The truth is, the best New Hampshire divorce lawyer or best NH divorce attorney can’t be determined in the abstract.  A lawyer is not a college, a sports team, or a consumer product; something that can be measured by objective criteria.

Rather, the best divorce lawyer or best divorce attorney is the one that best suits your legal objectives.  So, what you really should be asking is “who is the best nh divorce attorney for me.”

Google can’t answer that.

It’s a subjective, not objective, inquiry that can only be answered by diligently interviewing divorce lawyers or attorneys and determining which one is most likely to achieve your legal objectives.

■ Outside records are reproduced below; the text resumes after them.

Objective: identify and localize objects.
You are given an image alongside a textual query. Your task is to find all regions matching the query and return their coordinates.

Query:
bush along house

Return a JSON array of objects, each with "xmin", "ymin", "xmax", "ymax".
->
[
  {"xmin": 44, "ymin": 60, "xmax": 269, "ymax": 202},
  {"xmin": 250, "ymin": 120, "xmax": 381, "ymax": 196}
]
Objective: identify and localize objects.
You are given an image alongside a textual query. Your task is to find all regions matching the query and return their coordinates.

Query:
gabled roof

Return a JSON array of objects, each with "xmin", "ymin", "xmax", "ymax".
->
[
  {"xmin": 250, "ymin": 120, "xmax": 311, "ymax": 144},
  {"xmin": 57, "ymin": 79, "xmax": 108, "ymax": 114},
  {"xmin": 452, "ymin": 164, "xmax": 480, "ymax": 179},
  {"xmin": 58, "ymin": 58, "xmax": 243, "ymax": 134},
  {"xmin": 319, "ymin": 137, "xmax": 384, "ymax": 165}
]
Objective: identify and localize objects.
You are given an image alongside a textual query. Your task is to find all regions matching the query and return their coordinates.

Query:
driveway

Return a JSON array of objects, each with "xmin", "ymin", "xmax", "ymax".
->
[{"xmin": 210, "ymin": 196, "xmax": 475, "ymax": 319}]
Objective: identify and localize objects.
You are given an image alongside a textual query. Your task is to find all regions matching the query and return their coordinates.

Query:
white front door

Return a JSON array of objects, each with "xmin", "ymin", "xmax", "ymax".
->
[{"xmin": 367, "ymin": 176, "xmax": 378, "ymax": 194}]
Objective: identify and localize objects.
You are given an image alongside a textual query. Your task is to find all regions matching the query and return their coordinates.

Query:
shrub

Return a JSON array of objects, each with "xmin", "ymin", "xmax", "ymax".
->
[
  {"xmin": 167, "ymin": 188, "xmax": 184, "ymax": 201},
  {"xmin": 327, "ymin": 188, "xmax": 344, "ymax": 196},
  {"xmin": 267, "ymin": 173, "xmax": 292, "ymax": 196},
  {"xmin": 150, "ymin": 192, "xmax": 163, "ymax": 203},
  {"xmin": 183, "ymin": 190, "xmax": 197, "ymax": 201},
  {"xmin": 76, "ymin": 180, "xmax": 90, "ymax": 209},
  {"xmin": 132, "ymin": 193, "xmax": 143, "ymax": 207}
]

Talk is cheap. Your friend is not you. If you do the hard work of researching and interviewing lawyers you will find the best New Hampshire divorce lawyer for you.

Contact us and see how we measure up.

NH Divorce: Division of Business Assets in Divorce

With certain limited exceptions, your interest in a business – a corporation, an LLC, a partnership, or a sole proprietorship - is a marital asset and therefore subject to division in a NH divorce. The division of that business interest often presents even the most sophisticated divorce attorneys with challenging and complex issues of business valuation.

Successful representation in these cases requires more than a divorce lawyer with knowledge and experience in New Hampshire property distribution law; it requires an attorney who understands the various business valuation methods used, as well as the myriad ways that business interests are held and transferred.

“When a New Hampshire business owner goes through a divorce, the distribution of that spouse’s business interests often presents even the most sophisticated divorce attorneys with challenging and complex issues of business valuation and distribution.”

Further, experienced divorce attorneys know that just as business ownership issues can greatly impact a divorce, the divorce itself often impacts a business.  For example, a divorce involving a prominent shareholder can create uncertainty and stress for other shareholders and may affect the organization as a whole.

A skilled attorney who appreciates and understands such concerns is in the best position to guide the client through a fair valuation and distribution process with the least impact on this hard-earned asset.